The 5th has nothing to do with it. They should have asserted attorney-client privilege.
Ok. Maybe that’s what I’m missing. I didn’t know the texts used at trial were texts between Jones and his lawyers. So yea, that’s a colossal fuckup and easily correctable.
I was just tossing out the 5th, since I only know of a handful of privileges and the 5th is the most notorious.
Perhaps no competent lawyer would agree to represent a bottom feeding scum-sucking waste of skin like Alex Jones? ie; they were the best of what he could get.
I just saw a breaking news item from BBC News, that Jones has been ordered to pay $4.1 million.
Funny, but… you knew this was the Dope uh?
Under Rule 11-503, there’s no privilege for Saul’s conversation with Walt and Jesse. Saul is representing Badger, who is adverse to Walt and Jesse, so there isn’t an attorney-client relationship. Further, Saul isn’t providing legal assistance to Walt or Jesse; he’s providing them advice on how to evade detection.
You could try to interpret that as a request for legal advice, but the argument would be self-defeating.

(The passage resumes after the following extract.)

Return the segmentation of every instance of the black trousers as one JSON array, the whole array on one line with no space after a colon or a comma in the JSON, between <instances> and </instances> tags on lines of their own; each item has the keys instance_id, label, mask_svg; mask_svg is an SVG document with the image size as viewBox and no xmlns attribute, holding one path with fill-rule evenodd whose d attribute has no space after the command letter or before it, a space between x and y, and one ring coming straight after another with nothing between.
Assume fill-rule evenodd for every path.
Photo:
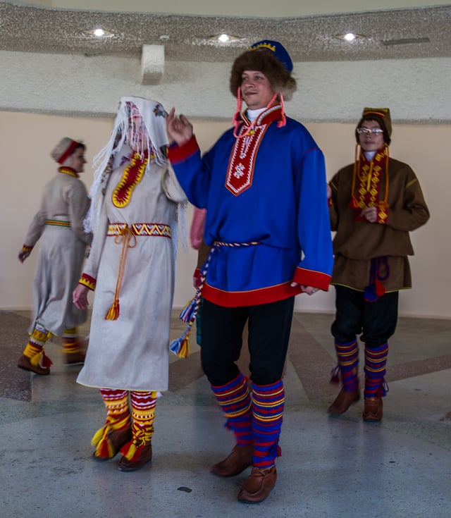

Because the advice to procure a stand-in defendant would amount to concealing identity, aiding a felon, and compounding a crime, it would fall within the crime-fraud exception, which says that the privilege does not apply to communications made “to enable or assist anyone in committing or planning to commit what the client knew or reasonably should have known to be a crime or fraud.” Rule 11-503(D).
$4.1 million was awarded for compensatory damages. Next they’ll decide what he is to pay in punitive damages.
Yes, 4.1 million in compensatory damages. Punitive damages are to be determined shortly.
A separate, shorter trial during which punitive damages will be discussed is now expected. Punitive damages are awarded when the court finds the defendant’s behavior to be especially offensive.
I can’t think of much that is more offensive than what Alex Jones did. I expect the Punitive damages will be higher.